DB: In anything I write my main purpose is to try to say something about life. To create material that suggests, points to, or argues for, a better life direction for people in terms of whatever subject I’m writing about. Even when I try to write something more “commercial,” something to “entertain,” I seem unable to get my head around stuff that has no value beyond entertaining. For me, It has to have some kind of larger meaning. I suppose that what I’ve mainly learned is how to do this somewhat better. For me, life is a never ending process of growing and learning. So, in terms of writing, more thought given to syntax, to characterization, to writing in such a way that readers will think about the the experiences of the characters I write about, and, I hope, find a way to relate those experiences in some way to their own lives.
AS: I know that you’re now in the process of looking for an agent and publisher. Who is your intended audience?
DB: Anyone who has suffered from depression, who is currently suffering from it, or who has a friend or family member in the throes of depression—or is, in fact, in any kind of emotional crisis.
AS: What are your hopes for this book?
DB: That as many people as possible who may find it useful will read it. I have no magic number of copies I expect or even hope to be sold. If it does get published and does touch even a handful of those who it might help, that will be fine. If it does more than that and reaches tens of thousands, then WHOOPEE!
AS: Is there anything else you’d like to share that might interest readers of Writing Through Life?
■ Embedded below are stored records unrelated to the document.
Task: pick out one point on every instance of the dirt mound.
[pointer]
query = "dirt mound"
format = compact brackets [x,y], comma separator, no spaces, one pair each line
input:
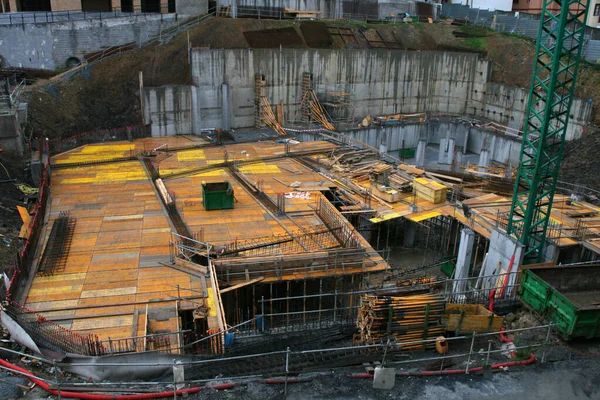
[12,167]
[106,95]
[581,163]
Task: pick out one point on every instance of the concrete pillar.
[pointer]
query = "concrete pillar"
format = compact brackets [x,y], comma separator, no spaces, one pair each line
[420,155]
[225,106]
[410,233]
[458,161]
[450,152]
[463,261]
[442,152]
[484,158]
[501,250]
[196,116]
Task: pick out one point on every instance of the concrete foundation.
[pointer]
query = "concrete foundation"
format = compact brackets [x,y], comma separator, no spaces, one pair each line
[464,259]
[502,248]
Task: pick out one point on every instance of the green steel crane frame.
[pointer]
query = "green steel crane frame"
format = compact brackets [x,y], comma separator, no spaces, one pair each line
[559,45]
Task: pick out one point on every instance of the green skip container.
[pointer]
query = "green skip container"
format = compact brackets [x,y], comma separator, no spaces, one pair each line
[568,296]
[217,196]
DB: Oh, gosh . . . 1. Write what you love to write. 2. Write what you know. 3. Read like mad; read as many of the great writers of the past as you can, and figure out why they’ve grabbed you with their writing (or haven’t), and read at least a few of today’s writers—even two or three of those who have become rich and famous but whose writing is drivel (unfortunately there are quite a few).
Dan Bessie has had a career in the film industry since 1956, when he began working on the Tom & Jerry cartoons at MGM. And then as animator on various TV series for children, including Spiderman and Marvel Superheros. From the early 70s on he wrote and directed educational films for schools and libraries, both live and animated, including two films with Ray Bolger — Scarecrow in The Wizard of Oz and and a live version of Peter and the Wolf, both featured on CBS. He wrote his first memoir, Rare Birds, an American Family in 2000. He is also author of Reeling Through Hollywood (a film career memoir) and has just completed his memoir, My Mother, the Notebook Lady. Since 2006, he has lived in southern France.
Visit Dan’s Amazon Author Page
What a fascinating interview rich with sincerity and practical advice on writing. His technique is unique and seems to have worked successfully in melding two scenarios/situations into one dynamic story. Thanks!
Thanks, Sara. Yes, his approach to structure is definitely unique — yet works. Which goes to show that we need to be willing to be creative and let our story teach us how to shape it.